Besonders robust präsentierte sich Deutschland: Hier zog die Wirtschaft zu Jahresbeginn um 0,8 Prozent an, so stark wie seit drei Jahren nicht mehr. Gründe dafür waren der milde Winter und die starke Inlandsnachfrage. Für Frankreich vermeldeten die EU-Statistiker hingegen Stagnation. Die Wirtschaftsleistung von Italien, der drittgrößten Volkswirtschaft des Euroraums, ging um 0,1 Prozent zurück.

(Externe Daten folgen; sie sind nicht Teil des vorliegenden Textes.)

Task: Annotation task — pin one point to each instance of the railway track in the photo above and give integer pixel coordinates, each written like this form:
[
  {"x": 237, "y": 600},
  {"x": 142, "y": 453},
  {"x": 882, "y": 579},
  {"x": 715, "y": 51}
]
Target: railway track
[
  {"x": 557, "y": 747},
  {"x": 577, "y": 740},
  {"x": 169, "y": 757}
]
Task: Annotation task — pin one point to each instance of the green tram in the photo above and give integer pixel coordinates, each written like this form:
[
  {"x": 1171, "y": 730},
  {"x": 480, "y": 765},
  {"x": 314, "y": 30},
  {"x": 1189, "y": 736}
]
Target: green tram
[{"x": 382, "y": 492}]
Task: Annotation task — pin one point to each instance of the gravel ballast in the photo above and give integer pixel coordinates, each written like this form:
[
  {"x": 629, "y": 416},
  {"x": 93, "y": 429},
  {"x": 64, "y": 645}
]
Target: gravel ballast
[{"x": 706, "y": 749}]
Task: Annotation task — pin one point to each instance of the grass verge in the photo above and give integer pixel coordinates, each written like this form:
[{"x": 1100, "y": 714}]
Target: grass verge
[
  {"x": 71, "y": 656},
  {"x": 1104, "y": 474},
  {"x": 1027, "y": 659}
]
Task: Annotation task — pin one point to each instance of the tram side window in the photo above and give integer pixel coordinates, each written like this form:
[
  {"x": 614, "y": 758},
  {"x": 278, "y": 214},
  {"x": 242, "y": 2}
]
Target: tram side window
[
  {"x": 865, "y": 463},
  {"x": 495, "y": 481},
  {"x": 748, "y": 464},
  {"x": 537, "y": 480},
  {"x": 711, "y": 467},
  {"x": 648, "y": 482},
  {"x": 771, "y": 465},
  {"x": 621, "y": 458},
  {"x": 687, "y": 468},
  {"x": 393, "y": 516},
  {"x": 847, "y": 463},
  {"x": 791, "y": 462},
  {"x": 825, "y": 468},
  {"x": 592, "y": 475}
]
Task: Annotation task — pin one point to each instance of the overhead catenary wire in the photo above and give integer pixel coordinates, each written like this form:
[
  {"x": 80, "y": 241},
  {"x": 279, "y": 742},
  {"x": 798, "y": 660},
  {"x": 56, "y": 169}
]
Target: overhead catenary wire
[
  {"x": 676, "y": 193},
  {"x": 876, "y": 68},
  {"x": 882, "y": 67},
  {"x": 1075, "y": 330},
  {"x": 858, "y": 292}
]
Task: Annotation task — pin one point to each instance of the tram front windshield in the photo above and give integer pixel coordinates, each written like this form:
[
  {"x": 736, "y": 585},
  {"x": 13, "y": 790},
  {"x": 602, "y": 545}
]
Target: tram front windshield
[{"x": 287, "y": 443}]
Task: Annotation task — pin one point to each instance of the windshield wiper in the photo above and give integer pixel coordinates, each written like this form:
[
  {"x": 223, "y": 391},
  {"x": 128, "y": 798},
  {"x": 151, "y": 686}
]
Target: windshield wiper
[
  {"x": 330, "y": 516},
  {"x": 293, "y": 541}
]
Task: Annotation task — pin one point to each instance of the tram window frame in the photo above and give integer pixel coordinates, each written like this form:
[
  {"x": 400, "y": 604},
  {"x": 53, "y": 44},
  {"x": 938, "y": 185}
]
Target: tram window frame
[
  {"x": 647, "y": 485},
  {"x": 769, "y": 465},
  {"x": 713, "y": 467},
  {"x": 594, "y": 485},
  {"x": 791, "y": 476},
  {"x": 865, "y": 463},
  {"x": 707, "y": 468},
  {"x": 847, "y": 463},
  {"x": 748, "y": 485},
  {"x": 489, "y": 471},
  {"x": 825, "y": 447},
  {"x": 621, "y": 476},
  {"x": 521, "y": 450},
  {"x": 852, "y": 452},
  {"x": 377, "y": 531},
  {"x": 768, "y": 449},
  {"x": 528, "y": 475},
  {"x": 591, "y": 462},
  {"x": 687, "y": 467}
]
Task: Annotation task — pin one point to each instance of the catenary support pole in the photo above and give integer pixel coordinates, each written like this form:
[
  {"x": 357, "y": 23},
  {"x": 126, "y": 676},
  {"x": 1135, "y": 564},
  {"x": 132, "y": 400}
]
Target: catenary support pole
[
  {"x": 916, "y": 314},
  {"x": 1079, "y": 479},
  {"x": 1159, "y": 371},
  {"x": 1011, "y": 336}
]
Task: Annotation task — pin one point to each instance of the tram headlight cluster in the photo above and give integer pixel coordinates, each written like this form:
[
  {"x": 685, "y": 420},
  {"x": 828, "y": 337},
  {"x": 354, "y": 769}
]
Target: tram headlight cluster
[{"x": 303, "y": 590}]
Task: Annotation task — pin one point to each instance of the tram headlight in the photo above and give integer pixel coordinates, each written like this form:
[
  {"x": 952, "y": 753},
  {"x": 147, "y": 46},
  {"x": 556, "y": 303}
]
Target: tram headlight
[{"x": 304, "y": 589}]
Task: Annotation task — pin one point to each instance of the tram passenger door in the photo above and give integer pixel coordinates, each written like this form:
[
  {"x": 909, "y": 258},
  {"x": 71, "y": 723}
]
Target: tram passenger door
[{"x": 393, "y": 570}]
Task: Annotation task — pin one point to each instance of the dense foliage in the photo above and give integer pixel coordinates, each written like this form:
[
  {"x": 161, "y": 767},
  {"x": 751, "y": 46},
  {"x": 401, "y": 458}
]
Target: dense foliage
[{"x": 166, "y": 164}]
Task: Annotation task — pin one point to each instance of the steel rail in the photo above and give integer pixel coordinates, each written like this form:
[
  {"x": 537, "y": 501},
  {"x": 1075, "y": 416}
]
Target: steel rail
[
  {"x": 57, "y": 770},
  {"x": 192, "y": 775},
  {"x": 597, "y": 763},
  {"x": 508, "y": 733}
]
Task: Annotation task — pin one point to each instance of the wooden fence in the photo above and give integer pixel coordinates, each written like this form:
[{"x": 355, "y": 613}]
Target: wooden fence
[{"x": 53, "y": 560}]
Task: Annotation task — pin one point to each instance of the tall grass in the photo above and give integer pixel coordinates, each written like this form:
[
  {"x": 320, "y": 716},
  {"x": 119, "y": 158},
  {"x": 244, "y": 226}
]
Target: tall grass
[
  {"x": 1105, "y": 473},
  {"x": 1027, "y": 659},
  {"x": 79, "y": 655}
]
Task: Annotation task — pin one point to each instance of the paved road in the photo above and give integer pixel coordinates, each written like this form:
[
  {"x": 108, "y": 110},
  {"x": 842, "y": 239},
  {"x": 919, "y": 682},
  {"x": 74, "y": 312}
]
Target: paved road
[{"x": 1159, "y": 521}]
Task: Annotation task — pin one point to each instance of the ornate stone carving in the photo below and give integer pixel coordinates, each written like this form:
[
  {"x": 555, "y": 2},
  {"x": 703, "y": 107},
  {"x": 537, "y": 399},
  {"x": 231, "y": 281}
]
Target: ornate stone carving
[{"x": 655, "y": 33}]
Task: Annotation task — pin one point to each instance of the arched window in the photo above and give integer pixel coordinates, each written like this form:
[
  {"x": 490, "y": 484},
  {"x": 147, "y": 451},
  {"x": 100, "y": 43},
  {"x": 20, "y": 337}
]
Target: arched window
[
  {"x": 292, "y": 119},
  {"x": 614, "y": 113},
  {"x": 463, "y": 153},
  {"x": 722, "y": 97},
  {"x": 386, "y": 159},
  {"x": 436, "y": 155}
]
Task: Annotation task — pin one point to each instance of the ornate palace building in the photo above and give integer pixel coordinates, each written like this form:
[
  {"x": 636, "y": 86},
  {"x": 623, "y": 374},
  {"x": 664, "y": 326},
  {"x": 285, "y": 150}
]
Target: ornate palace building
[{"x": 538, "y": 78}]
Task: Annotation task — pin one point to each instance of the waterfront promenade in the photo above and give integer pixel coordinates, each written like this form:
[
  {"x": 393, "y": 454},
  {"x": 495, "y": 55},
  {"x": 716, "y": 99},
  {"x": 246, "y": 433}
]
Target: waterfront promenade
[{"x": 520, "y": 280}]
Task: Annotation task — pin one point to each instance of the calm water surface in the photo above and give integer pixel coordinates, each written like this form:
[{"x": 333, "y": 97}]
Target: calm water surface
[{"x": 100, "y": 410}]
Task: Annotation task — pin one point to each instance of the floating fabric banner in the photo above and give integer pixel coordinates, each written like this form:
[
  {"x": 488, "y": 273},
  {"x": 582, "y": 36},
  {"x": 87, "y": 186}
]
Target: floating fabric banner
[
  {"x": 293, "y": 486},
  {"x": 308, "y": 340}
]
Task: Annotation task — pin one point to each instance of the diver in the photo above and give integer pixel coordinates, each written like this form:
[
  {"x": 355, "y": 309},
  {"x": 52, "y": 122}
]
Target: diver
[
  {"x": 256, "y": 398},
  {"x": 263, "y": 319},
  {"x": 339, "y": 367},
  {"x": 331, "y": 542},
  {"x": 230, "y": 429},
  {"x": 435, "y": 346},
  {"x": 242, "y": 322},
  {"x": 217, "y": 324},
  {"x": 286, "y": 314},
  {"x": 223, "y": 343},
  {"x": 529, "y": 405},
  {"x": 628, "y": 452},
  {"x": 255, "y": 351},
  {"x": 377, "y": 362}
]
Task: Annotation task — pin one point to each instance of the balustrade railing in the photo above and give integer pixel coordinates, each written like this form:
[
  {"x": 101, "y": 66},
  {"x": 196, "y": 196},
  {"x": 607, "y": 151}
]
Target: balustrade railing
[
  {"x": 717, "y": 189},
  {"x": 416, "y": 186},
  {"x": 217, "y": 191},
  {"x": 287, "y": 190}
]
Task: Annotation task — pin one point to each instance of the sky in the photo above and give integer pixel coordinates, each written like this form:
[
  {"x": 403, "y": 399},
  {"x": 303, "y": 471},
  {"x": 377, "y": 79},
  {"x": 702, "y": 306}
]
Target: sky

Die schwächelnden Volkswirtschaften Südeuropas geben kein einheitliches Bild ab. Während die Wirtschaftsleistung Zyperns zu Jahresbeginn um 0,7 Prozent schrumpfte, legte Spanien um 0,4 Prozent zu. Jüngste Zahlen für Portugal stammen aus dem dritten Quartal 2013 (0,2 Prozent). Für Griechenland lagen keine Daten vor. In allen 28 EU-Ländern lag das Wachstum im ersten Vierteljahr 2014 bei 0,3 Prozent. Starke Zahlen meldete hier das Nicht-Euro-Land Großbritannien mit 0,8 Prozent Zuwachs.